The first wave is the exploding cost of the entitlement programs. The second wave is the ever-increasing polarization of the political class. The polarization will make it impossible to reach an agreement on how to fix the entitlements problem. Meanwhile the vicious choices forced on us by entitlement costs will make the polarization even worse.
The realities of the first wave - the looming fiscal crisis - are pretty well known. According to the Congressional Budget Office, Social Security, Medicare and Medicaid will consume 14 percent of national output in 2030 and 21 percent in 2075 - up from about 8 percent today. Partly as a result, the federal government will have to come up with an extra $50 trillion just to pay for the promises it's made as of today.
To cover these costs, federal officials will have several options, all of them horrible. If they acted immediately, according to the economists Kent Smetters and Jagadeesh Gokhale, they could increase federal income taxes by 78 percent; they could double payroll taxes; they could cut Social Security and Medicare in half; or they could do some combination.
Tax increases on that scale would decimate the economy. Benefit cuts would cause pain. Doing nothing would lead to enormous deficits, an immobilized government and stratospheric interest rates. It would mean the end of the United States as a great economic power.
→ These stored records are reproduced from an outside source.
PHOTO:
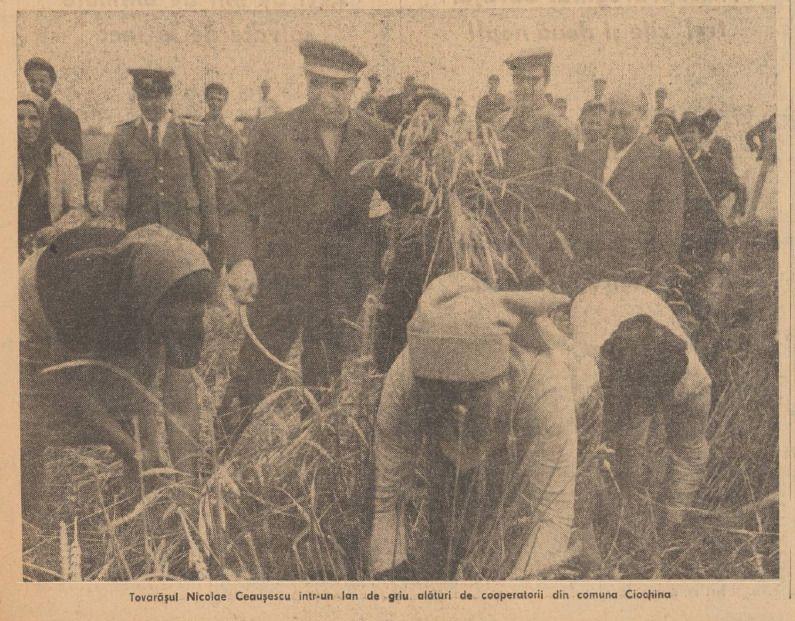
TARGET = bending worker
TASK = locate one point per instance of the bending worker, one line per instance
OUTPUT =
(122, 306)
(499, 428)
(647, 367)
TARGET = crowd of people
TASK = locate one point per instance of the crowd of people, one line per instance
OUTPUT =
(280, 218)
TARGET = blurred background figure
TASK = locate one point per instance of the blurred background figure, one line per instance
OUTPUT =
(761, 139)
(50, 188)
(223, 145)
(599, 86)
(713, 143)
(660, 99)
(267, 106)
(399, 105)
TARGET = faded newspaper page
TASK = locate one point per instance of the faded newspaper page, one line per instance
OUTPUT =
(396, 310)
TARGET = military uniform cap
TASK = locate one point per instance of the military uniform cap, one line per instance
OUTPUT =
(525, 61)
(330, 60)
(39, 63)
(152, 82)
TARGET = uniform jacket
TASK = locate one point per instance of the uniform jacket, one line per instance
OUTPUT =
(177, 190)
(65, 127)
(648, 183)
(720, 146)
(293, 209)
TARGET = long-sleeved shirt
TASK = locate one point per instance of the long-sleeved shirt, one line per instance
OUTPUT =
(532, 434)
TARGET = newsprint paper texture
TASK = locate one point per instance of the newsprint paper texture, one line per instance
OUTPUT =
(396, 310)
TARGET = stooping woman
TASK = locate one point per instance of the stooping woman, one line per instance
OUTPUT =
(50, 189)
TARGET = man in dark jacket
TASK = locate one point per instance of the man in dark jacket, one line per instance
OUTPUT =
(299, 231)
(159, 170)
(63, 123)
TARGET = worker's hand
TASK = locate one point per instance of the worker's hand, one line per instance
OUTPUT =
(242, 281)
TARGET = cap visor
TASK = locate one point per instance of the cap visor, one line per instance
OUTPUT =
(329, 72)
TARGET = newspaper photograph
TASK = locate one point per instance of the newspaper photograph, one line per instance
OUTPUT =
(471, 296)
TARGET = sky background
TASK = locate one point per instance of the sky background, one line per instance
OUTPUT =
(722, 57)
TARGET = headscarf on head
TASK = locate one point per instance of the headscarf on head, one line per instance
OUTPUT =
(99, 290)
(462, 329)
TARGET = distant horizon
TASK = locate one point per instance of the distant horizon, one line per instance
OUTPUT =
(721, 57)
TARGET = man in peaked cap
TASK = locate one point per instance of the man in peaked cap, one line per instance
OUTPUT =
(63, 123)
(713, 143)
(300, 241)
(373, 99)
(224, 148)
(501, 428)
(158, 168)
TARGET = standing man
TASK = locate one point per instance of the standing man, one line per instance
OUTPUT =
(713, 143)
(644, 232)
(159, 171)
(761, 139)
(536, 140)
(301, 246)
(222, 142)
(492, 104)
(372, 100)
(660, 99)
(704, 232)
(599, 86)
(501, 441)
(533, 135)
(63, 123)
(267, 107)
(398, 106)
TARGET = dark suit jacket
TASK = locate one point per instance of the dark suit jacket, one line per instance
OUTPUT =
(177, 190)
(65, 128)
(648, 183)
(293, 210)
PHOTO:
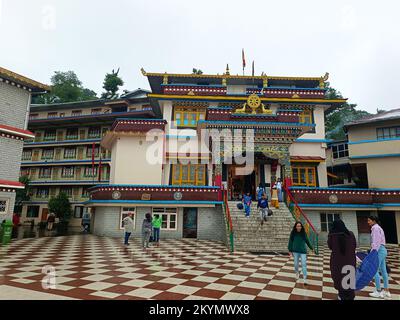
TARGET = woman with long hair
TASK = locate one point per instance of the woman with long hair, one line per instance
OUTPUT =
(343, 244)
(297, 247)
(378, 243)
(146, 230)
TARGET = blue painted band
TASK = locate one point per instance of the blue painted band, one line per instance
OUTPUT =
(153, 186)
(371, 156)
(154, 202)
(193, 85)
(299, 124)
(61, 142)
(313, 140)
(370, 141)
(61, 162)
(345, 189)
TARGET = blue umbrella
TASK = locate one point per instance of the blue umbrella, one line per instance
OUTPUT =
(367, 270)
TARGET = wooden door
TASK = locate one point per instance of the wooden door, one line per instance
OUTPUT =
(45, 213)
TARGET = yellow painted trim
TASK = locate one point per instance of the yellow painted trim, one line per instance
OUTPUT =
(19, 78)
(228, 76)
(160, 96)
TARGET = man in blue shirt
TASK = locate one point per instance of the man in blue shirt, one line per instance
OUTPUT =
(263, 206)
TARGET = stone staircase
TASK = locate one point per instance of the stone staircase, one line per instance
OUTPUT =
(249, 235)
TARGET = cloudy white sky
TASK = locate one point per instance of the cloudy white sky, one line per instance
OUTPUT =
(357, 42)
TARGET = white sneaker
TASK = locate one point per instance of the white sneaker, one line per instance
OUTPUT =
(386, 294)
(376, 294)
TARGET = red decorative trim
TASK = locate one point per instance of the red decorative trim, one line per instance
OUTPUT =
(16, 132)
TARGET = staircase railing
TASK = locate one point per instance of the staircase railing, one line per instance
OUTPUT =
(229, 228)
(299, 215)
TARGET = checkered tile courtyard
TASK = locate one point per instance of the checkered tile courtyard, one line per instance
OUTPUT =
(90, 267)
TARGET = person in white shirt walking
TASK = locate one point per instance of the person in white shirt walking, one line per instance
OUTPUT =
(127, 223)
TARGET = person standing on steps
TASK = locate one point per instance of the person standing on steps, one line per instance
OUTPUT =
(343, 244)
(260, 191)
(127, 223)
(262, 205)
(157, 221)
(297, 247)
(378, 243)
(247, 204)
(146, 230)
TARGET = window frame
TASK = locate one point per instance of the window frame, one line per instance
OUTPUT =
(163, 211)
(5, 205)
(124, 213)
(306, 168)
(326, 222)
(188, 181)
(182, 111)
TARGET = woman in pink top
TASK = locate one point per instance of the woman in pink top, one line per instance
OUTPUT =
(378, 243)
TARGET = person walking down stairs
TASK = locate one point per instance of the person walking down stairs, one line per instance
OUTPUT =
(247, 204)
(297, 247)
(262, 205)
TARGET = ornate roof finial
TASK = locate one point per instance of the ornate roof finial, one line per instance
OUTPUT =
(227, 70)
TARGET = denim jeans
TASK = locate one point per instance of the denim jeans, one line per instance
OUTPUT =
(382, 254)
(297, 256)
(127, 235)
(156, 234)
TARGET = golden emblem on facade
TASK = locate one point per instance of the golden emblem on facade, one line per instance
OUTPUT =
(254, 102)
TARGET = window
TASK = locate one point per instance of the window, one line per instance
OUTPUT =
(340, 151)
(90, 150)
(42, 192)
(169, 217)
(94, 133)
(85, 193)
(188, 174)
(78, 212)
(69, 153)
(32, 212)
(76, 113)
(50, 135)
(306, 116)
(45, 172)
(26, 155)
(124, 213)
(187, 117)
(90, 172)
(304, 176)
(327, 219)
(67, 191)
(387, 133)
(47, 154)
(72, 134)
(3, 206)
(67, 172)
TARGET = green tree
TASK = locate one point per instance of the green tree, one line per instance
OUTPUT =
(111, 84)
(339, 115)
(197, 71)
(65, 87)
(61, 207)
(22, 195)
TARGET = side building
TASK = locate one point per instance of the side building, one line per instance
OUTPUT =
(65, 155)
(15, 97)
(364, 179)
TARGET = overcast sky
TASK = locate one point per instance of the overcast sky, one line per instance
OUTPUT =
(357, 42)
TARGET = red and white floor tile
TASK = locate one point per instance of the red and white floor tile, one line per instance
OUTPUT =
(90, 267)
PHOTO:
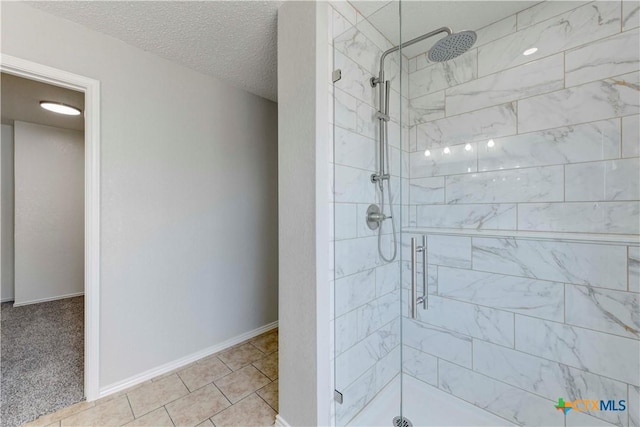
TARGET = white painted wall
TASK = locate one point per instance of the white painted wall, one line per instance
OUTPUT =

The realities of the second destructive wave - polarization - are also widely recognized. They can be measured by the increase in party-line voting in Congress, the bitter political atmosphere in Washington, the political segmentation of media outlets and the emergence of rigid donor and activist bases in each party that use their power to inflict Stalinist party-line orthodoxy on potentially independent leaders.
We're seeing polarization in action in the Social Security debate. It's a straightforward problem compared with Medicare, but Congress is deadlocked. We see polarization in action in the looming fight over judges, which is producing talk about nuclear options and threats to shut down the Senate. A political class that can't make a deal on a few judges is not going to be able to cooperate when it comes to filling a $50 trillion hole.
Over the next several years, the parties will differ violently over what to do about the entitlement problem while doing very little to actually address it. This past Thursday the Senate even rejected a proposal that would have made a sliver of a trim in the growth of Medicaid.
But over time, the entitlements crisis will begin to transform politics. The parties will grow less cohesive. The Democrats are held together by the common goal of passing domestic programs that address national needs - like covering the uninsured. But with all the money going to cover entitlements, there will be no way to afford new proposals. Republicans, meanwhile, owe their recent victories to the popularity of tax cuts. But those will be impossible, too. Both parties will lose a core reason for being.
At the same time, Americans will grow even more disenchanted with the political status quo. Not only will there be a general distaste for the hyperpartisan style, but people will also begin to see how partisan brawling threatens the nation's prosperity. They'll read more books like "The Coming Generational Storm" by Laurence Kotlikoff and Scott Burns and "Running on Empty" by Peter Peterson. They will be more aware of the looming disaster. As the situation gets worse, the prospects of change get better, because Americans will not slide noiselessly into oblivion.
The party alignments have been pretty stable over the past few generations, but there's no reason to think they will be in the future. The Whig Party died. The Progressive movement arose because the parties seemed stagnant a century ago. I wouldn't be surprised if some anti-politician emerged - of the Schwarzenegger or Perot varieties - to crash through the current alignments and bust heads.
I wouldn't be surprised if many of today's politicians decided to reorient their careers. I meet too many who are quietly alarmed by the looming fiscal catastrophe and who know that if their party doesn't tackle this problem, it simply won't be relevant to the issue that will dominate politics for years to come.